Vietnam orders abbot to evict unofficial Buddhist group
Earth Times, Dec 14, 2009
Hanoi, Vietnam -- Vietnamese authorities have ordered the abbot of a pagoda to evict some 190 members of an unofficial Buddhist group who had taken refuge there, the abbot said Monday.
<< Women pray in front of a Buddha statue at a pagoda in Soc Son district suburban Hanoi
"They asked me to evict the nuns and monks from the pagoda before December 31," said abbot Thich Thai Thuan of Thuoc Hue pagoda, in the south-central province of Lam Dong.
Thuan said he had met Friday with Duong Van Vien, deputy chair of the People's Committee in the town of Bao Loc, and Nguyen Thanh Tich, head of the religious committee.
The monks and nuns are followers of France-based Vietnamese Zen monk Thich Nhat Hanh. They fled to Phuoc Hue pagoda in October after police and mobs forced them to leave nearby Bat Nha monastery, where they had established a religious community three years ago.
Last week a mob of some 100 people surrounded Phuoc Hue pagoda for three days.
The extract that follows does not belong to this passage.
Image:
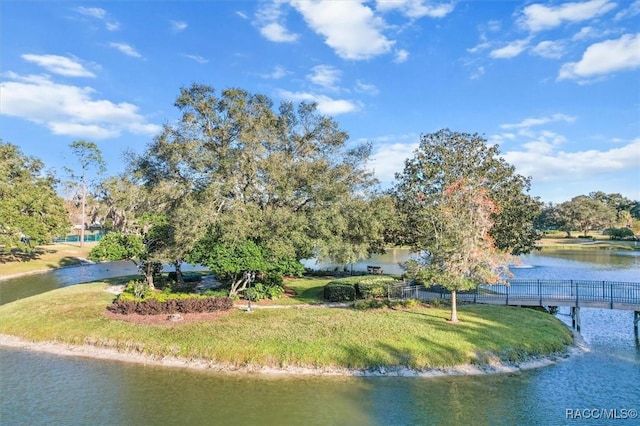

The mob attempted to prevent a fact-finding delegation of EU diplomats from visiting the abbot on Wednesday.
"I have no choice but to sign a document saying the pagoda will ask the nuns and monks to leave," Thuan said. "If I don't ask them to leave, [the mob] will carry me away too."
"We don't know where we should go," Thuan Khanh, one of the nuns at the pagoda, told German Press Agency.
Almost 200 of his followers have been staying at Phuoc Hue since September when they fled their monastery at Bat Nha, also in Lam Dong province.
Followers said at the time they left Bat Nha after threats from people armed with hammers and batons.
"For the authorities, we are illegal," Trung Hai, a monk representing the group, said last month in Geneva.
A local government spokesman could not be reached for comment but a police chief in nearby Bao Loc town said: "I don't know anything about the situation in this pagoda."
In October a foreign ministry spokeswoman described the matter as an internal Buddhist dispute and denied that hundreds of people had been forced from Bat Nha.
A crowd first arrived at Phuoc Hue on Wednesday during a fact-finding visit by the European Union, witnesses said.
The delegation's visit followed a European Parliament resolution late last month which condemned the violent expulsion of the "peaceful Buddhist community". The resolution called on Vietnam to comply with its international obligations to allow the free practice of religion.
New York-based Human Rights Watch said Friday the Vietnamese government was showing "increasing contempt and lack of respect for basic human rights", and that the monks and nuns were victims of orchestrated violence.
"It's clear that the Vietnamese authorities are threatened by religious movements they perceive as challenging the party's authority," said Brad Adams, the watchdog's Asia director.
All religious activity remains under state control in Vietnam but the government says it always respects the freedom of belief and religion.